Pouco depois, o escritor liderou um
abaixo-assinado transnacional pedindo uma trégua de seis meses nas pesquisas
sobre inteligência artificial. Em seguida, voltou à carga com um novo texto,
desta vez no semanário inglês The Economist (de 28 de abril), com a mesma
mensagem: uma tecnologia capaz de se apossar da linguagem humana tem tudo para
encilhar a humanidade inteira.
O argumento procede. Todos os mitos, todas
as religiões e todas as culturas que existem ou já existiram sobre a face da
Terra não são feitos de aminoácidos ou de cromossomos, mas de signos
linguísticos. Esses signos vertebram o “sistema operacional” dos nossos
sistemas de fé, da nossa expressão artística e da nossa identidade – são o
tecido da nossa consciência. Logo, softwares e hardwares que se apropriem desse
“sistema” poderão mandar em nós. Eis por que, na opinião de muita gente bem
informada, a inteligência artificial se equipara aos armamentos nucleares em
potencial destrutivo.
Mas isso não é nem a metade da missa de
réquiem que mal começou. Se olharmos a questão de frente, notaremos que Yuval
Harari poderia ter dito mais do que disse. O desenvolvimento do chamado machine
learning, do big data e dos equipamentos autoprogramáveis segue um curso
irrefreável. Nenhum abaixo-assinado poderá estancá-lo. O ponto de não retorno
talvez já tenha ficado para trás.
Para entender a irreversibilidade do
processo tecnológico, é bom nos lembrarmos daquele outro processo, o jurídico,
tal como foi descrito por Franz Kafka. A despeito da existência ou não de
provas, a trama judicial ia em frente, sem que ninguém lograsse detê-la. A
tecnologia, como o direito, é uma criação humana. Diferentemente do direito,
porém, fica mais forte à medida que se desumaniza e se liberta das pessoas.
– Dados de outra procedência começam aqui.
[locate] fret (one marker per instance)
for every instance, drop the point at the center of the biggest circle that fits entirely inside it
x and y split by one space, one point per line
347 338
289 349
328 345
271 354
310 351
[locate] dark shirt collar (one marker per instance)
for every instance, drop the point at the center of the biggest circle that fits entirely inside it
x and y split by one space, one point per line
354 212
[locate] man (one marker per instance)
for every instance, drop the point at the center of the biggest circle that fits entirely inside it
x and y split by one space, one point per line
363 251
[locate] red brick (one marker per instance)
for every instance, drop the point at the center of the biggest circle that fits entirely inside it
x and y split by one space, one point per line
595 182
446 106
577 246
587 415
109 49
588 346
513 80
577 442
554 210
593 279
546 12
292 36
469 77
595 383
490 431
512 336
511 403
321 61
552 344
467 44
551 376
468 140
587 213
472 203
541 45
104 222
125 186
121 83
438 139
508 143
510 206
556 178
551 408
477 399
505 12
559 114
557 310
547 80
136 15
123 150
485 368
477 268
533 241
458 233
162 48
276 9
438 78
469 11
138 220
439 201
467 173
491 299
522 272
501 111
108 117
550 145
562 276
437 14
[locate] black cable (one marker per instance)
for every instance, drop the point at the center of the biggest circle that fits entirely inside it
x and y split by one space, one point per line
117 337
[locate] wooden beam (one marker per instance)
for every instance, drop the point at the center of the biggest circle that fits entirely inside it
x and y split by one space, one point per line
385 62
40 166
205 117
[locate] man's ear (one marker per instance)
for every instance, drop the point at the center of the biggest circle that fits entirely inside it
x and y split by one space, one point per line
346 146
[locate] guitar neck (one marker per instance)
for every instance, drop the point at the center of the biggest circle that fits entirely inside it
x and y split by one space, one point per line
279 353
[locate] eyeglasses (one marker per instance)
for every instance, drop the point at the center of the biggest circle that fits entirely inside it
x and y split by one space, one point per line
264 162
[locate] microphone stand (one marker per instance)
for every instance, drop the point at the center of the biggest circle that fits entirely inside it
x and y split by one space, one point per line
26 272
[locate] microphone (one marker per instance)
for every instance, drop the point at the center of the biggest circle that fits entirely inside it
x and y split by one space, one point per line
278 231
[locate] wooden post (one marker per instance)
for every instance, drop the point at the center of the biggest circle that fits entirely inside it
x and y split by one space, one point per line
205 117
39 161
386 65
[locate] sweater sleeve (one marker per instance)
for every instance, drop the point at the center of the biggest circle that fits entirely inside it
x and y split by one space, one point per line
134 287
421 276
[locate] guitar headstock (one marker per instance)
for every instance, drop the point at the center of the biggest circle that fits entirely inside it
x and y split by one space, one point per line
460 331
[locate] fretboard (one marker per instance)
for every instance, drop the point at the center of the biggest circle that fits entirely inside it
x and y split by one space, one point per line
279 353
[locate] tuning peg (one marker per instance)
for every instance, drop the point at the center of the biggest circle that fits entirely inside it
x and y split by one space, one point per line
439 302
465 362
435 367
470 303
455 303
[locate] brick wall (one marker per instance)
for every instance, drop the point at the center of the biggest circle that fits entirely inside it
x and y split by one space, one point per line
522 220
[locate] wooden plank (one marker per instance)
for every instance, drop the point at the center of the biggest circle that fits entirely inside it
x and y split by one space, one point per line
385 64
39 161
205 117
Martin Heidegger pressentiu algo parecido
quando falou do poder da técnica, na primeira metade do século 20. Trezentos
anos antes, Thomas Hobbes notou que o Estado, possuído pelo monstro Leviatã,
faria o que bem entendesse, contra quem quer que fosse. A sensação de que o
engenho humano fabrica “monstros” que ganham vida própria não é nova. Adam
Smith vislumbrou uma tal “mão invisível” puxando os fios do mercado. Karl Marx
detectou um “sujeito automático” escondido em alguma reentrância entre a
mercadoria e o capital.
A realidade lhes deu razão. A burocracia
que Max Weber viu com uma ponta de otimismo logo se degradou em stalinismo e
devorou seus pais, como se confirmasse a maldição do romance Frankenstein, de
1818, em que Mary Shelley retratou a criatura que subjuga o criador. Nas
tragédias da Grécia Antiga, a fatalidade que não tinha governo atendia pelo
nome de destino. Na modernidade, você pode chamá-la de inconsciente. O pensamento
até entende o que contempla, mas não tem como impedir.
E aqui estamos nós, cara a cara com a
inteligência artificial. A possibilidade de domála é exígua. Ela conseguiu o
feito de retirar a linguagem humana do domínio dos falantes de carne e osso.
Ela, a linguagem, que só podia existir através de nós, agora poderá viver além
de nós. Não subestimemos o tamanho deste pequeno passo que será um grande salto
para a tecnologia. O linguista Ferdinand de Saussure ensinou que aquele que
inventa uma língua e a coloca em circulação perde o controle sobre ela. Em
breve, poderemos perder o controle sobre as máquinas que aprenderam a falar a
linguagem que era só nossa.
A inteligência artificial automatiza
protocolos que eram humanos na origem e deles extrai predições eficazes, em
escalas progressivamente mais velozes e mais agigantadas. Ela cresce e se
complexifica dentro dos bunkers privados e opacos das big techs – ou dentro dos
subterrâneos dos mais bem guardados segredos de Estado, também opacos. Não há
força política na atualidade que consiga quebrar essas duas opacidades
simultaneamente. Não, uma trégua de seis meses não vai resolver nada. Nossas
chances são mínimas.
Olhe com ternura e compaixão para o mundo à
sua volta, porque ele vai desaparecer num suspiro.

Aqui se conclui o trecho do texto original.